Python Bindings

GlareDB can be used in Python environments along with Pandas and Polars to work with distributed data.

For more information, refer to our in-depth blog post Working with Python.

Install

The glaredb module is available on PyPI https://pypi.org/project/glaredb/. To install the module:

pip install glaredb

Usage

Embedded Connection

Once installed, GlareDB can be used inside your python scripts by importing the glaredb library, and creating a connection using connect.

import glaredb

con = glaredb.connect()
con.sql("select 1").show()

By default, connect will use an in-memory database. To persist data locally, a path may be provided to connect.

import glaredb

con = glaredb.connect("./my_db_path")
con.sql("select * from persisted_table").show()

Cloud Connection

Provide a connection string to connect to GlareDB Cloud.

import glaredb

con = glaredb.connect("glaredb://<user>:<password>@<org>.remote.glaredb.com:6443/<deployment-name>")
con.sql("select * from cloud_table").show()

Connecting to GlareDB Cloud with Python enables Hybrid execution.
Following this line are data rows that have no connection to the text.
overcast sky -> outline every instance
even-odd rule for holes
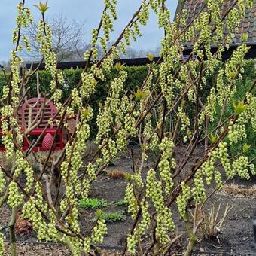
[[[39,17],[39,11],[33,6],[39,0],[26,0],[26,5],[31,8],[35,20]],[[45,1],[42,1],[43,2]],[[13,48],[11,43],[12,30],[15,26],[17,15],[16,6],[18,0],[1,0],[0,8],[0,61],[10,59],[10,52]],[[112,33],[111,40],[114,40],[123,26],[130,20],[132,15],[139,6],[141,0],[117,0],[119,18],[114,23],[115,31]],[[173,17],[178,0],[168,0],[167,5]],[[62,14],[70,20],[86,21],[84,29],[86,40],[89,40],[93,28],[97,26],[100,14],[103,9],[103,0],[48,0],[50,9],[47,15]],[[137,43],[133,43],[135,49],[154,49],[160,44],[163,32],[157,26],[157,17],[151,14],[151,20],[146,27],[142,29],[143,36]]]

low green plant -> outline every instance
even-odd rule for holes
[[[126,218],[120,212],[102,212],[102,218],[108,223],[124,221]]]
[[[121,199],[117,203],[118,206],[126,206],[128,205],[128,202],[125,199]]]
[[[107,207],[108,203],[104,200],[100,200],[98,198],[88,198],[87,200],[81,199],[78,202],[78,204],[81,207],[87,209],[98,209],[101,207]]]

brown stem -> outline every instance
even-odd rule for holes
[[[17,219],[17,209],[16,206],[11,209],[11,218],[9,223],[9,236],[10,236],[10,248],[11,248],[11,255],[16,256],[16,236],[15,236],[15,230],[14,230],[14,225],[16,223]]]

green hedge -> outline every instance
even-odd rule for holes
[[[236,100],[239,99],[242,96],[245,95],[245,91],[248,89],[248,87],[251,84],[252,81],[256,78],[255,74],[255,67],[256,64],[255,60],[248,60],[246,61],[246,64],[245,66],[245,73],[243,74],[242,78],[240,79],[238,83],[238,90],[237,93],[235,96]],[[124,87],[125,90],[136,91],[137,87],[139,87],[144,79],[145,78],[148,67],[147,66],[132,66],[132,67],[125,67],[126,70],[128,72],[128,77],[125,82]],[[212,73],[209,73],[206,75],[206,86],[204,90],[201,90],[201,96],[203,97],[203,101],[205,102],[206,96],[208,94],[207,93],[210,90],[212,84],[215,84],[216,81],[218,69],[213,71]],[[63,100],[67,98],[69,95],[72,89],[78,84],[81,77],[81,69],[66,69],[64,70],[64,78],[66,81],[66,84],[62,86],[63,91]],[[93,97],[90,99],[90,104],[93,108],[95,117],[99,111],[99,102],[102,102],[102,101],[105,99],[108,95],[108,88],[110,81],[115,77],[117,75],[116,71],[113,71],[111,74],[107,75],[107,81],[105,82],[99,82],[96,86],[96,90]],[[50,75],[48,72],[41,71],[39,72],[40,78],[40,88],[43,92],[47,92],[50,89]],[[2,87],[6,83],[5,79],[2,73],[0,73],[0,94],[2,95]],[[32,76],[28,84],[28,86],[30,86],[31,90],[29,90],[29,97],[36,96],[36,77],[35,75]],[[189,116],[193,121],[193,116],[194,116],[194,108],[192,105],[188,104],[187,105],[187,109],[189,109]],[[227,106],[227,113],[230,113],[233,111],[232,105],[229,105]],[[95,120],[92,122],[93,131],[92,134],[96,134],[96,121]],[[250,144],[255,145],[255,136],[254,133],[252,133],[251,129],[248,128],[248,142],[251,142]],[[250,130],[251,129],[251,130]],[[238,145],[235,149],[231,149],[231,151],[237,151],[241,149],[242,145]],[[251,147],[250,154],[255,154],[254,151],[251,153],[251,151],[255,151],[255,147]]]

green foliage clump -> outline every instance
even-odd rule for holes
[[[128,202],[125,199],[121,199],[117,202],[118,206],[128,206]]]
[[[96,209],[101,207],[107,207],[108,203],[104,200],[99,200],[98,198],[88,198],[87,200],[84,199],[81,199],[78,202],[78,204],[81,207],[89,209]]]

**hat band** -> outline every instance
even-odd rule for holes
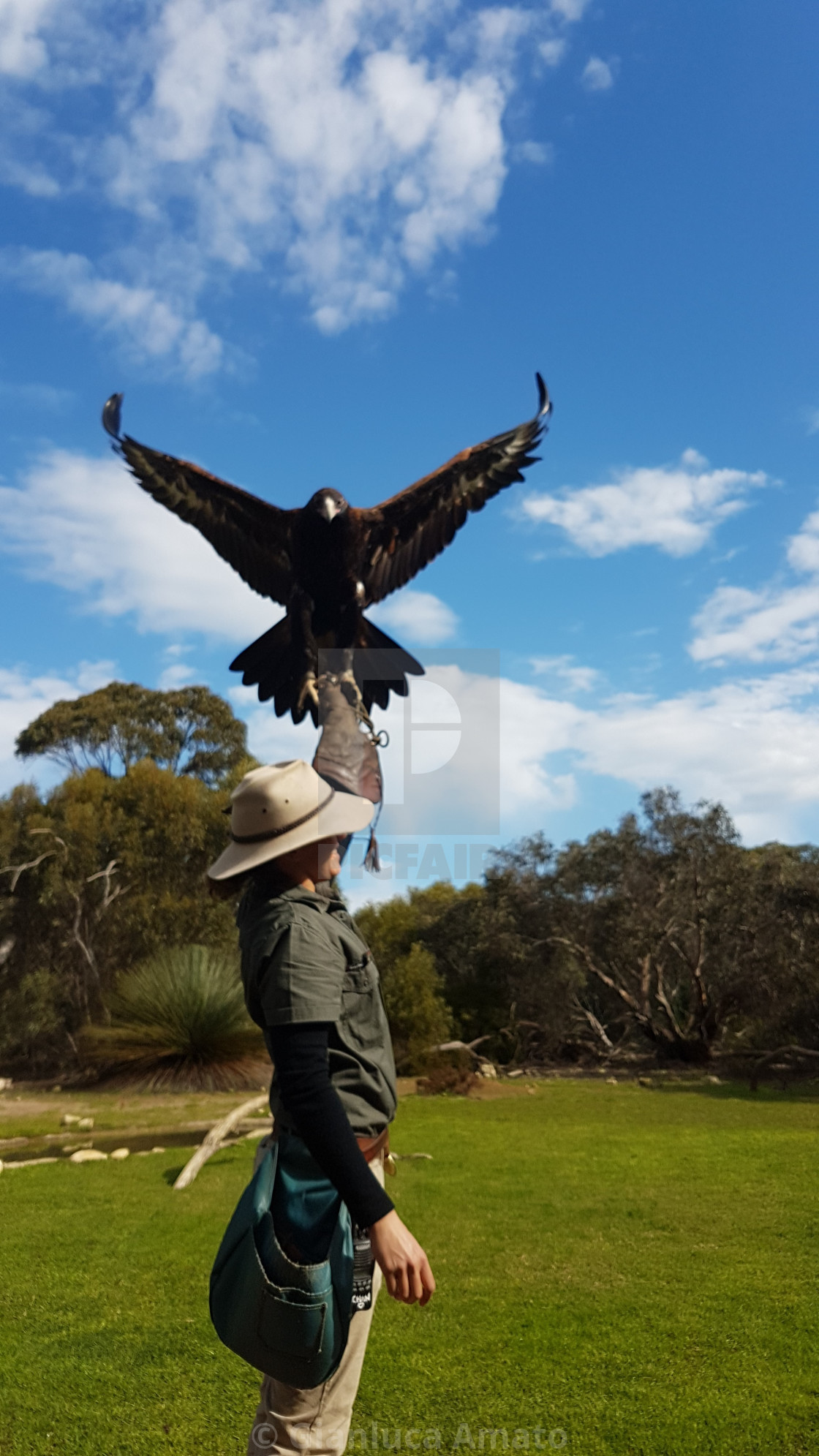
[[[281,839],[282,834],[289,834],[291,828],[301,828],[301,826],[307,824],[308,820],[316,818],[316,815],[320,814],[321,810],[327,808],[327,804],[330,802],[330,799],[335,799],[335,796],[336,791],[330,789],[323,804],[319,804],[314,810],[310,810],[308,814],[303,814],[301,818],[292,820],[291,824],[282,824],[281,828],[269,828],[266,830],[265,834],[234,834],[231,830],[230,837],[234,844],[263,844],[265,840],[268,839]]]

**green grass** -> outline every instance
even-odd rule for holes
[[[269,1069],[260,1067],[259,1092],[266,1091]],[[253,1089],[234,1092],[135,1092],[125,1089],[71,1092],[1,1092],[0,1139],[44,1137],[67,1131],[64,1112],[93,1117],[95,1133],[115,1133],[127,1127],[176,1127],[180,1123],[215,1123]],[[0,1153],[0,1158],[3,1155]]]
[[[394,1146],[434,1162],[390,1191],[438,1293],[380,1300],[353,1427],[818,1452],[818,1130],[812,1099],[726,1088],[404,1101]],[[207,1278],[252,1149],[175,1194],[182,1160],[0,1176],[3,1456],[244,1452],[257,1379],[218,1345]]]

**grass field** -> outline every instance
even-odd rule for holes
[[[394,1146],[434,1160],[390,1191],[438,1293],[380,1300],[367,1449],[813,1456],[818,1131],[816,1099],[726,1086],[404,1099]],[[243,1456],[257,1377],[207,1280],[252,1156],[183,1194],[179,1149],[0,1176],[3,1456]]]

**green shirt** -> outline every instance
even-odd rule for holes
[[[303,885],[271,893],[250,882],[236,917],[244,999],[266,1031],[291,1022],[332,1022],[330,1080],[358,1137],[396,1115],[396,1063],[378,968],[343,903]],[[268,1041],[269,1050],[269,1041]],[[294,1130],[273,1072],[271,1109]]]

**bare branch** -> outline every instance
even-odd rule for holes
[[[44,859],[51,859],[51,856],[55,853],[57,853],[55,849],[47,849],[44,850],[42,855],[38,855],[36,859],[26,859],[25,865],[4,865],[3,869],[0,869],[0,875],[12,877],[12,882],[9,885],[12,894],[15,894],[15,890],[17,888],[17,881],[20,875],[25,874],[26,869],[36,869],[38,865],[42,865]]]

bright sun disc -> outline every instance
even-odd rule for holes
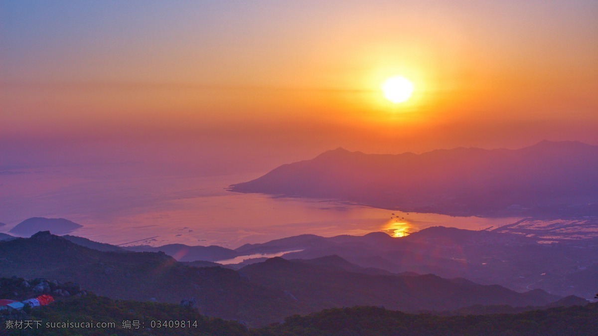
[[[393,103],[406,102],[413,92],[413,84],[405,77],[391,77],[382,84],[384,96]]]

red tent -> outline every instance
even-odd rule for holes
[[[13,303],[13,302],[17,302],[14,300],[10,300],[7,299],[0,299],[0,306],[6,306],[9,303]]]
[[[54,301],[54,298],[47,294],[44,294],[43,295],[39,295],[36,298],[38,301],[39,301],[39,304],[41,306],[45,306],[51,302]]]

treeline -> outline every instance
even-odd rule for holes
[[[307,316],[295,315],[280,323],[248,329],[243,324],[202,315],[197,310],[172,304],[114,300],[90,294],[40,308],[28,309],[28,320],[42,328],[5,329],[0,334],[47,335],[203,335],[239,336],[596,335],[598,303],[552,308],[518,314],[439,316],[406,314],[376,307],[333,308]],[[191,321],[185,328],[157,328],[151,321]],[[112,322],[114,328],[47,328],[45,323]],[[139,328],[135,322],[139,322]],[[197,323],[193,325],[193,322]],[[131,324],[123,328],[123,322]],[[159,322],[157,322],[159,324]],[[152,328],[153,326],[153,328]]]
[[[598,334],[598,303],[518,314],[438,316],[374,307],[334,308],[294,316],[252,336],[573,335]]]

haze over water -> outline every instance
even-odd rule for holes
[[[3,187],[13,189],[15,194],[3,197],[0,203],[0,221],[7,224],[2,231],[31,216],[64,218],[83,225],[71,234],[111,244],[236,248],[303,234],[328,237],[383,231],[392,234],[397,228],[409,233],[439,225],[480,230],[518,219],[408,215],[326,200],[225,190],[231,183],[255,178],[254,173],[126,175],[109,179],[73,175],[56,169],[4,176]]]

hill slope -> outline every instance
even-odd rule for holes
[[[597,170],[598,146],[575,142],[420,155],[339,148],[230,190],[451,215],[562,217],[598,215]]]

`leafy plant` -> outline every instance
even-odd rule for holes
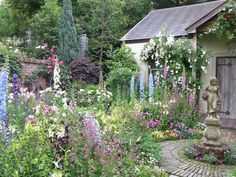
[[[229,2],[229,5],[220,13],[214,26],[214,33],[220,38],[228,40],[236,37],[236,7],[235,3]]]
[[[137,70],[137,63],[131,49],[125,44],[112,53],[112,59],[108,62],[110,70],[116,70],[117,68],[129,68],[131,71]]]
[[[213,153],[204,154],[202,160],[210,164],[214,164],[218,161],[218,159],[215,157]]]
[[[88,58],[75,59],[70,63],[72,79],[82,83],[96,84],[99,81],[99,67],[92,63]]]
[[[58,44],[60,13],[57,0],[45,0],[45,4],[33,15],[30,25],[34,47],[43,43],[48,46]]]
[[[107,87],[114,95],[120,94],[122,98],[127,99],[129,98],[130,80],[134,74],[133,71],[125,67],[112,70],[106,81]]]

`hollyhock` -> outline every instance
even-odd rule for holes
[[[149,74],[149,102],[153,101],[154,83],[152,72]]]
[[[140,100],[143,101],[144,99],[144,74],[141,73],[140,76],[140,88],[139,88]]]
[[[6,121],[7,114],[7,83],[8,83],[8,72],[3,71],[0,73],[0,125],[3,126]]]
[[[52,48],[50,49],[50,53],[53,54],[54,52],[55,52],[55,49],[52,47]]]
[[[130,80],[130,97],[132,97],[134,93],[134,83],[135,83],[135,76],[132,76]]]

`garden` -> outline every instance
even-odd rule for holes
[[[20,3],[9,1],[0,7],[0,16],[7,14],[1,25],[19,18],[12,10],[21,9]],[[108,43],[107,37],[116,38],[116,26],[106,29],[112,19],[103,12],[109,8],[111,17],[120,17],[115,21],[120,25],[117,5],[125,4],[117,1],[107,7],[81,1],[81,6],[94,7],[89,16],[85,9],[72,14],[70,0],[34,3],[40,10],[24,6],[31,15],[18,11],[26,18],[22,26],[11,23],[9,31],[0,30],[8,36],[0,42],[0,176],[168,177],[161,165],[162,143],[203,137],[203,111],[197,103],[200,76],[207,72],[211,54],[201,47],[196,50],[189,39],[174,39],[163,28],[142,50],[141,60],[150,64],[147,81],[125,44]],[[73,15],[82,19],[74,20]],[[86,26],[86,19],[97,29]],[[28,25],[32,31],[21,40]],[[84,32],[85,26],[91,49],[81,56],[77,31]],[[21,38],[9,37],[16,31]],[[45,62],[23,77],[18,58],[25,55]],[[46,80],[46,88],[37,87],[39,77]],[[186,158],[236,164],[235,144],[221,161],[214,154],[199,159],[193,146],[185,147]]]

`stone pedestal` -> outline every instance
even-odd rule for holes
[[[204,131],[204,137],[206,138],[206,142],[204,142],[204,145],[206,146],[221,146],[221,143],[219,141],[220,139],[220,119],[219,118],[213,118],[213,117],[207,117],[205,120],[206,129]]]

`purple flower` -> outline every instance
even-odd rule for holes
[[[18,98],[19,98],[19,93],[20,93],[19,78],[18,78],[17,74],[13,74],[12,82],[13,82],[14,100],[15,100],[15,103],[17,104]]]
[[[168,76],[168,71],[169,71],[169,67],[165,66],[164,71],[163,71],[164,79]]]
[[[186,76],[185,75],[182,76],[181,82],[182,82],[182,89],[185,89],[186,88]]]
[[[160,120],[150,120],[147,124],[147,128],[155,128],[157,126],[161,125],[161,121]]]

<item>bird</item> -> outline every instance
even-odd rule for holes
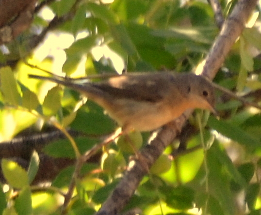
[[[54,74],[29,77],[82,93],[102,107],[126,133],[155,130],[189,109],[216,112],[213,87],[205,77],[192,73],[128,73],[98,82]]]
Queries are optimized to use both cloud and local compute resources.

Querying data

GlareDB is able to query a variety of file types as tables directly.

import glaredb
con = glaredb.connect()

# Query CSV files.
con.sql("select * from './data.csv'").show()

# Query JSON files.
con.sql("select * from './data.json'").show()

# Query Parquet files.
con.sql("select * from './data.parquet'").show()

Polars and Pandas dataframes can be queried as well.

import glaredb
con = glaredb.connect()

# Query a Pandas dataframe
import pandas as pd
pandasdf = pd.DataFrame({"fruits": ["banana", "banana", "apple", "apple", "banana"]})
con.sql("select * from pandasdf")

# Query a Polars dataframe
import polars as pl
polarsdf = pl.DataFrame({"fruits": ["banana", "banana", "apple", "apple", "banana"]})
con.sql("select * from polarsdf")

Note that as with the files, GlareDB can access these dataframes directly once they are variables in the scope of your Python environment.

Converting to a dataframe

In addition to selecting from Polars and Pandas dataframes, your GlareDB connection enables you to quickly convert results to Polars or Pandas dataframes as well.

import glaredb
con = glaredb.connect()

# Convert to a Pandas dataframe
pandas_out = con.sql("select 1").to_pandas()

# Convert to a Polars dataframe
polars_out = con.sql("select 1").to_polars()

Lazy evaluation

The sql method returns the logical plan of the query passed in as an argument. This means that the query is not executed until show() or one of the dataframe conversion methods (e.g. to_pandas()) are called.

This can be used to incrementally build up sql queries by referencing previously defined logical plans created with sql.

import glaredb
import pandas as pd

con = glaredb.connect()

df = pd.DataFrame(
    {
        "a": [1, 2, 3, 4, 5],
        "fruits": ["banana", "banana", "apple", "apple", "banana"],
        "b": [5, 4, 3, 2, 1],
        "cars": ["beetle", "audi", "beetle", "beetle", "beetle"],
    }
)


intermediate = con.sql("select * from df where a > 2;")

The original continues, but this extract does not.